Larry Summers was expected to win the nomination for the governor of the FED. However, voices quickly arose amongst the ranks of the democrats, who saw his appointment as a negative for the party faithful. Along with a chorus of academic activists, Obama had no choice but to turn away from Summers and go back to focusing on his second candidate, Janet Yellen. With her nomination as of today, she is expected to continue down the same path as Ben Bernanke, and will also become the first woman president of the FED as well as the first Democrat governor since Paul Volcker - who Headed the FED more than a quarter of a century ago.
What can markets expect from Janet Yellen? Well firstly, when looking at her academic background, we can see that she has a main focus just like any academic. Her main theory is commonly referred to as “the fair wage-effort hypothesis”. The paper goes into detail regarding unemployment, and how firms look to pay workers a fair wage above the market rate so that productivity will be at its maximum level. Market demand, in turn, is well above what can be applied by employers and we end up with unemployment in the market place. The main founding principal of this theory is that if you pay workers less, they will be less productive, but if you pay them more, they are generally more productive. This paper paved the way for efficient wage theory, and is seen as one of the founding principles for it.
In her time at the FED, Yellen has gone through some rapid transformations. She was appointed by Ben Bernanke to go about allowing more transparency from the FED to the general public.

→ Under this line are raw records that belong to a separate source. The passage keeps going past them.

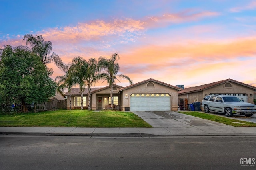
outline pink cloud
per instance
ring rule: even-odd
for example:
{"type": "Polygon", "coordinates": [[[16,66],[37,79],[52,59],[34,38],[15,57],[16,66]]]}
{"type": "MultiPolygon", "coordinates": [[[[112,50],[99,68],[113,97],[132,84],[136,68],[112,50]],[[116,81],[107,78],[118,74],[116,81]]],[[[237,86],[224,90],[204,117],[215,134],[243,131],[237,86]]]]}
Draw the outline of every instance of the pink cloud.
{"type": "Polygon", "coordinates": [[[76,43],[81,41],[98,41],[103,37],[126,34],[132,36],[127,32],[139,33],[143,30],[144,23],[131,18],[114,20],[106,22],[102,20],[90,23],[78,23],[73,27],[49,28],[40,33],[46,39],[52,41],[64,41],[68,43],[76,43]]]}
{"type": "Polygon", "coordinates": [[[232,12],[239,12],[244,10],[254,10],[256,8],[256,1],[254,0],[243,6],[232,8],[230,9],[230,11],[232,12]]]}
{"type": "Polygon", "coordinates": [[[149,27],[158,27],[170,24],[190,22],[219,15],[219,13],[216,12],[196,12],[189,9],[178,13],[167,13],[160,16],[149,17],[148,19],[145,20],[145,22],[149,27]]]}

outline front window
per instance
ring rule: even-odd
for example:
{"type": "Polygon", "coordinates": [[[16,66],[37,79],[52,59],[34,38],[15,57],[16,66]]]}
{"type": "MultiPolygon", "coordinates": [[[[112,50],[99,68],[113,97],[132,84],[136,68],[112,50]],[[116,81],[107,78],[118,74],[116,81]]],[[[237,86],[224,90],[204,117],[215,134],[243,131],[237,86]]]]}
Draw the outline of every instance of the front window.
{"type": "MultiPolygon", "coordinates": [[[[83,106],[86,105],[86,97],[83,97],[83,106]]],[[[76,106],[81,106],[81,97],[77,97],[76,98],[76,106]]]]}
{"type": "MultiPolygon", "coordinates": [[[[118,96],[113,96],[113,104],[118,104],[118,96]]],[[[108,104],[111,104],[111,98],[108,97],[108,104]]]]}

She has also been the most accurate forecaster in the FED from her time as the San Francisco president of the FED. So commentators are expecting much more accurate and conservative forecasting in line with her philosophies when she is elected to head the FED. She is also a believer in tougher financial regulation of the finance sector after the global financial crisis. Her most major attribute though is in communication. Yellen is seen as a masterful communicator who can take the most complex economic problems and break them down so that the general population is able to understand. This is highly valued in an age where transparency is key, and the markets as well as the general public are hungry for information.
So along with her key skills, what else can we expect? So far, the general market view is that Yellen is a dove and not a hawk. A hawk is an economist whose mandate is to control inflation, while a dove’s mandate is generally more focused on unemployment. Yellen’s mandate has been to focus on unemployment as the key statistic of the US economy, which has led to many economists and republicans speaking out against her due to the fact that they believe strongly in controlling inflation before unemployment as one of the core principals of the US dollar.
So what can we expect from this dove? Well,we can certainly expect someone who is far more open and transparent than probably her predecessor. We can also expect that it is likely she will keep interest rates much lower for longer until she sees employment actively picking up, and the US economy starting to grow. While there are fears she won’t pay attention to inflation, she has spoken out and painted it as one of her prime fears and she will look to control it around the 2% target set by the FED in 2012. Certainly, markets are now expecting a weaker USD in the long run because of this, but at the same time, they see US equities getting a boost from her appointment and policies. One thing is clear, and that is she will probably follow in Bernanke’s foot steps in holding off tapering until she sees real growth in the economy.